If researchers cannot activate a healing function, they will never know that such a response is possible. The SNS pain discharge mechanism is a recent discovery because the method that elicits pain discharge is a recent development. The Arneson Method of Guided Relaxation provides exactly the conditions needed for pain discharge plus a range of other responses. Logically, for any medical problem, there must be a best possible remedy—the one that comes closest to providing ideal conditions for the target healing function. The Arneson Method is likely the best method available to the human body, specifically for injury-related chronic pain, because 1) the root of the problem has been identified, 2) the specialized healing function that fixes the problem has been identified, and 3) the only known method that activates that healing function has been refined over three decades.
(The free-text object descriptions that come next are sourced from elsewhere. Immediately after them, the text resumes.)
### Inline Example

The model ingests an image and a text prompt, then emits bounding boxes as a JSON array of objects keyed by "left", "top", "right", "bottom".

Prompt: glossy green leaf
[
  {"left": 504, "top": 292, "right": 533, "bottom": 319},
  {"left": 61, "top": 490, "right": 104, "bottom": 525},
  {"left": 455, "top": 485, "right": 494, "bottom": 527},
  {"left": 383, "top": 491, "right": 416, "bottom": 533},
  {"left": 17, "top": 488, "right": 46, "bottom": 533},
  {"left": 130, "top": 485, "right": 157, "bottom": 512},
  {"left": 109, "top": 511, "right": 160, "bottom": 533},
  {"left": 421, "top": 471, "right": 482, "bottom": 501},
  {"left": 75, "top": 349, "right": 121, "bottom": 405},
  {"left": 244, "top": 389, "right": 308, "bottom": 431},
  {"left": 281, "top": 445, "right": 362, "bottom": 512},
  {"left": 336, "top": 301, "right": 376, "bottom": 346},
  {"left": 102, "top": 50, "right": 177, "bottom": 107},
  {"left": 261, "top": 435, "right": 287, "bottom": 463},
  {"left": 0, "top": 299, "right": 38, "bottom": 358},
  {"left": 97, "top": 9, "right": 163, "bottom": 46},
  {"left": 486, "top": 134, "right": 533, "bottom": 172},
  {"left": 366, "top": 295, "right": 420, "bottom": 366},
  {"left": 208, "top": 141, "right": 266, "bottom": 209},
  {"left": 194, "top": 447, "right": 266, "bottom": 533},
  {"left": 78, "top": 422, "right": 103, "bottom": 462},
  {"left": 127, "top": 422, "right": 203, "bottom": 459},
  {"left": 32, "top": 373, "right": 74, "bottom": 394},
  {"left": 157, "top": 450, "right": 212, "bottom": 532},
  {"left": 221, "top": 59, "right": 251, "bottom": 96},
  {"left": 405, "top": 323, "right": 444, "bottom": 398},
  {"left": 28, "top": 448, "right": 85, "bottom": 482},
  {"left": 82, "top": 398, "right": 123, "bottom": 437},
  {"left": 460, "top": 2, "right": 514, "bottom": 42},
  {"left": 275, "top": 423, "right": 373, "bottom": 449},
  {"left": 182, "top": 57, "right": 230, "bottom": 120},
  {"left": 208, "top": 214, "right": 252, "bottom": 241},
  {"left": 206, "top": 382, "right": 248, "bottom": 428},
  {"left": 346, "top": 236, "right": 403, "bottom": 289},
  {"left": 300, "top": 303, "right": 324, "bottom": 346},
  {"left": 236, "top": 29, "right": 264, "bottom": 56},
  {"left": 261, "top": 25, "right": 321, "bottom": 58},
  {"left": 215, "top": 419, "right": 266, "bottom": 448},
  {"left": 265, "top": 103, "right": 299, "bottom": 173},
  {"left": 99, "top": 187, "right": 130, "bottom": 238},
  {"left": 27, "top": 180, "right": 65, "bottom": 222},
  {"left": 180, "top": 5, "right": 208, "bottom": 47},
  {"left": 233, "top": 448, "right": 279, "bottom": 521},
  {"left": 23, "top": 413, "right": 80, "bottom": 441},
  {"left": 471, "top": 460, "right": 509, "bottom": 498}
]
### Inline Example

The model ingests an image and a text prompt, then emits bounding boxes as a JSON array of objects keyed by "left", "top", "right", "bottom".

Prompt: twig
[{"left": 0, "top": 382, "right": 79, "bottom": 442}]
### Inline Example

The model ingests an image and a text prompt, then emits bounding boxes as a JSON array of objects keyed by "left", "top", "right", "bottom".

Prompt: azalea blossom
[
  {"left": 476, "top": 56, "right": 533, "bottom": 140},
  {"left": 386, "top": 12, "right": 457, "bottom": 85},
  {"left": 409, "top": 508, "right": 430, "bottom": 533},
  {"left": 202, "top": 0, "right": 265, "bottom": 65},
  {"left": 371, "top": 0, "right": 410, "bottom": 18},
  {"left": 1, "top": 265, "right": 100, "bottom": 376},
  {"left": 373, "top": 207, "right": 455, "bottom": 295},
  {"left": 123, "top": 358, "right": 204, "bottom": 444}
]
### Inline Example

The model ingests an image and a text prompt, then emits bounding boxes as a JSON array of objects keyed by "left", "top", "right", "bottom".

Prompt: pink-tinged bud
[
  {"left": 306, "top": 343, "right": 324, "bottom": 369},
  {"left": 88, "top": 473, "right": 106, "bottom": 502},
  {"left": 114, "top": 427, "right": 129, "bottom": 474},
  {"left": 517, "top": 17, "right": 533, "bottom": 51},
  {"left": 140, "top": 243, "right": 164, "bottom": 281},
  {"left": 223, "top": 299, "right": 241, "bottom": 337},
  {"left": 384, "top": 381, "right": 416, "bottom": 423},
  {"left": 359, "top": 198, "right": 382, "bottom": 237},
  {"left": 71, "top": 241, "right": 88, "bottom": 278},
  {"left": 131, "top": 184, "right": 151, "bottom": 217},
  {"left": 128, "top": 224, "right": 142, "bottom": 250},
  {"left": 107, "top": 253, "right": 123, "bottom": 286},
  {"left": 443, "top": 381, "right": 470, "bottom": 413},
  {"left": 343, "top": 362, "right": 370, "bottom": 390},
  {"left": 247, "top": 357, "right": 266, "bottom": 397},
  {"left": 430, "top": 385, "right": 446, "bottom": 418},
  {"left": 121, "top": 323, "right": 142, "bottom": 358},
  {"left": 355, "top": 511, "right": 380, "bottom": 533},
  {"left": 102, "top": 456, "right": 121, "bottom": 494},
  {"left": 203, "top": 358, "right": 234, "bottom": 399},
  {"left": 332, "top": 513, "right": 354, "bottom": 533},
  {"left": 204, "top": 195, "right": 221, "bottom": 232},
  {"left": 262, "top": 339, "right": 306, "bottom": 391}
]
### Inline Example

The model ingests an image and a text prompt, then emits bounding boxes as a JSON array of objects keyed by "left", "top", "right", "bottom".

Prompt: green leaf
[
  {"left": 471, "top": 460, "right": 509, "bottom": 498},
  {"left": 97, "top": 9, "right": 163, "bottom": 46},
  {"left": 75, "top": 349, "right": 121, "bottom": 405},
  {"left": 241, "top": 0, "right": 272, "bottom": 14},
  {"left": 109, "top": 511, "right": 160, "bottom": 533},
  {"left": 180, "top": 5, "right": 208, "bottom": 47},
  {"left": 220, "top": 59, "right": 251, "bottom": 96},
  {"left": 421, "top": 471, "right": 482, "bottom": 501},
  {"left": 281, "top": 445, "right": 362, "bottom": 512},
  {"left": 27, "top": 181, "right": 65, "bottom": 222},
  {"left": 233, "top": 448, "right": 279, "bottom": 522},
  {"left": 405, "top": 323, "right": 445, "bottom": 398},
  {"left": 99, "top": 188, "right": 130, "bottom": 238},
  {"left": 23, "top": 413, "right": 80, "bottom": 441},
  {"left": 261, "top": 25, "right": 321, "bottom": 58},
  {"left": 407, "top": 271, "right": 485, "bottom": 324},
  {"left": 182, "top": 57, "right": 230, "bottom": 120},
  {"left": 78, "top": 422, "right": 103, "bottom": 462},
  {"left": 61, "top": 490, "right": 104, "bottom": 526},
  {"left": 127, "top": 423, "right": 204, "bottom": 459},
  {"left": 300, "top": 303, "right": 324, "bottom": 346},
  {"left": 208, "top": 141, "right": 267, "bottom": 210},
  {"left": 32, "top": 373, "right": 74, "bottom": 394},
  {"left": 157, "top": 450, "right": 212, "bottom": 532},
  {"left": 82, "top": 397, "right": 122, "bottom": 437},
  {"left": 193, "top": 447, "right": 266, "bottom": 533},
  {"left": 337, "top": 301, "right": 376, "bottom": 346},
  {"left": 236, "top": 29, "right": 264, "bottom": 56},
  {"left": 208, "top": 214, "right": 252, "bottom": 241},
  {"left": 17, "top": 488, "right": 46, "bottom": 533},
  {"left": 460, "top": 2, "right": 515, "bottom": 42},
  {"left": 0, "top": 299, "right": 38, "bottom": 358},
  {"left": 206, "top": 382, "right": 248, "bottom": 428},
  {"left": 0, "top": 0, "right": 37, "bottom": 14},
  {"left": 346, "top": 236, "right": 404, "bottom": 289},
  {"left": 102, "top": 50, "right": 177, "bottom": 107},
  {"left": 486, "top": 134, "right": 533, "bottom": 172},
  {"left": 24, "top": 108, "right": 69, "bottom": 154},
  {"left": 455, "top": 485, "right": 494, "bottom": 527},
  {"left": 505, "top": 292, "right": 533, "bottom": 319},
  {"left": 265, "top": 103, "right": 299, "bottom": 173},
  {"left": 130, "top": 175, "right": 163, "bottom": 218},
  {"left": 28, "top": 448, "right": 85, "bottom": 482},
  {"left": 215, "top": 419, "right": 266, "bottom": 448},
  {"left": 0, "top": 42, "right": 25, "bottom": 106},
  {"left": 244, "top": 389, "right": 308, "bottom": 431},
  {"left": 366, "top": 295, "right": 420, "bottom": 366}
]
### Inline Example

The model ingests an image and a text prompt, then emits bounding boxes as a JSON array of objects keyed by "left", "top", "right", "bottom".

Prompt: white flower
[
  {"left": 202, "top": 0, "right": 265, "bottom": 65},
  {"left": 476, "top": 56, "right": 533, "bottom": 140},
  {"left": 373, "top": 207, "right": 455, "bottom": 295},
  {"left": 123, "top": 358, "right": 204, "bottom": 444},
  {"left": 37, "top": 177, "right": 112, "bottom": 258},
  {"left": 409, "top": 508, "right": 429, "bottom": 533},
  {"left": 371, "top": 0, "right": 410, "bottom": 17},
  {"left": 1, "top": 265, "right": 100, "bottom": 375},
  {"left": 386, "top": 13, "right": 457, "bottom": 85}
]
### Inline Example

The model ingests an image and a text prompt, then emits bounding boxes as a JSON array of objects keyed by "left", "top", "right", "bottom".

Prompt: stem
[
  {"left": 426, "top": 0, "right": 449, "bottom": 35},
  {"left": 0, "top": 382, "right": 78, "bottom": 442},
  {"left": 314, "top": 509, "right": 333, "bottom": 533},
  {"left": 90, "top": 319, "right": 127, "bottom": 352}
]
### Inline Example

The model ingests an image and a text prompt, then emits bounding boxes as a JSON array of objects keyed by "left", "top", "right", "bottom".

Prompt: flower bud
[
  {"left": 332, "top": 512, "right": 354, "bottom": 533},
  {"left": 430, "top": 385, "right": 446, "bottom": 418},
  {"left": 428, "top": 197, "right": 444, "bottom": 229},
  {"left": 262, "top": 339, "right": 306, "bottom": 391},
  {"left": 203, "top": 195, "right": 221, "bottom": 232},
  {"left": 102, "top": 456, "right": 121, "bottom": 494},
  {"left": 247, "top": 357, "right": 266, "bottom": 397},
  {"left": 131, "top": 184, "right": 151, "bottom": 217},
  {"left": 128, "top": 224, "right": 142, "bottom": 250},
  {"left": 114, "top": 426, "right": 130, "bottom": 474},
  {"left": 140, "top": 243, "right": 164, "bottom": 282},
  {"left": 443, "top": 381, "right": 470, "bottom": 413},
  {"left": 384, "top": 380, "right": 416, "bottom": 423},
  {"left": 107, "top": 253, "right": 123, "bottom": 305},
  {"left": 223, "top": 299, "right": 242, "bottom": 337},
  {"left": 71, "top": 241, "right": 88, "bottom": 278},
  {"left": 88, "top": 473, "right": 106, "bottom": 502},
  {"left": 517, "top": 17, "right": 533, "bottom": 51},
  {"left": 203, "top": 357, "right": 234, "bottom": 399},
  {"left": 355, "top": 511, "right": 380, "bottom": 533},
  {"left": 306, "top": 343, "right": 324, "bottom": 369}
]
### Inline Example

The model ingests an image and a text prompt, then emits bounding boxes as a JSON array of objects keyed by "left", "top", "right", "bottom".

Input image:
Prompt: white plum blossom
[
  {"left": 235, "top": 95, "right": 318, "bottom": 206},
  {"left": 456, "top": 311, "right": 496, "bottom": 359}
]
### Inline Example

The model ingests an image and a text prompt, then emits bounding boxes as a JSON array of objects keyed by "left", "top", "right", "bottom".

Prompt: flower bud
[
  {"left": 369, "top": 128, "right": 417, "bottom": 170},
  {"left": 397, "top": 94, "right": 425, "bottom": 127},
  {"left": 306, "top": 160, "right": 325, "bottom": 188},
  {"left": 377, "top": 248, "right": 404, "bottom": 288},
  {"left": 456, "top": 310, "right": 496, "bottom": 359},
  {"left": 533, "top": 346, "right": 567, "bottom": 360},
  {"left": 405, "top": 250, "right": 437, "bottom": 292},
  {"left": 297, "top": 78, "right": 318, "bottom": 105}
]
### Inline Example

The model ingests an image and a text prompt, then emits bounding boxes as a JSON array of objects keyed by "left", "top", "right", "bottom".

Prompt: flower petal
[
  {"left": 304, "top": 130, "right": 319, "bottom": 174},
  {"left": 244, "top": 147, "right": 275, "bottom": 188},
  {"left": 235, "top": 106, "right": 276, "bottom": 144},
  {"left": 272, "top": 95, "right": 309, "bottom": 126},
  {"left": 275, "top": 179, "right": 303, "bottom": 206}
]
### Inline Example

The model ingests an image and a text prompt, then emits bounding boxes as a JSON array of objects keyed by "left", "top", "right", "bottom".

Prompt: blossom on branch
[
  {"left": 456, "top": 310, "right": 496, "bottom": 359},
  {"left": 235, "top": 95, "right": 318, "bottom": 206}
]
Pain discharge is the holy grail of injury and degeneration-related pain medicine, for multiple epidemics, but it’s usable only if one possesses a method for activation. It’s quite possible that an electronic device could be developed, similar to a TENS unit, that reliably triggers pain discharge for permanent symptom relief. Naturally, the company that produces such a device would be immensely profitable. However, before the device can be engineered, pain discharge needs to be formally verified and exhaustively researched in the upcoming clinical trials, using the only known method of activation. Candidates may receive pain discharge therapy at PPI before the project begins, or wait for no-charge participation in the study. However, the initial project may be located outside the USA.
It's important to note that pain researchers in neurology—study of the nervous system—are not yet aware of the SNS pain discharge mechanism. They cannot know that it exists until they 1) acknowledge the emotional-biological mechanics of trauma resolution and 2) observe the method that activates the mechanism. To date—of the thousand researchers contacted by name in a dozen countries in the last five years—not one of them has requested a free demonstration. (The most promising response came from the managers of two clinical trials units in Scotland.) I suspect that part of the resistance stems from the widespread, incorrect assumption that a localized stress response cannot exist (and cause pain) in the absence of tissue damage. In other words, there’s no such thing as a nervous system memory of trauma. Hence, neurologists study the brain to account for injury-related chronic pain, which may persist indefinitely after the injury damage heals. Fortunately, the actual problem is not nearly as complicated as neurologists believe. Pain discharge therapy proves absolutely that chronic stress response can be localized, with or without tissue damage, and that the body is naturally equipped to eliminate it for complete symptom resolution. Pain discharge is literally the final stage of healing an injury.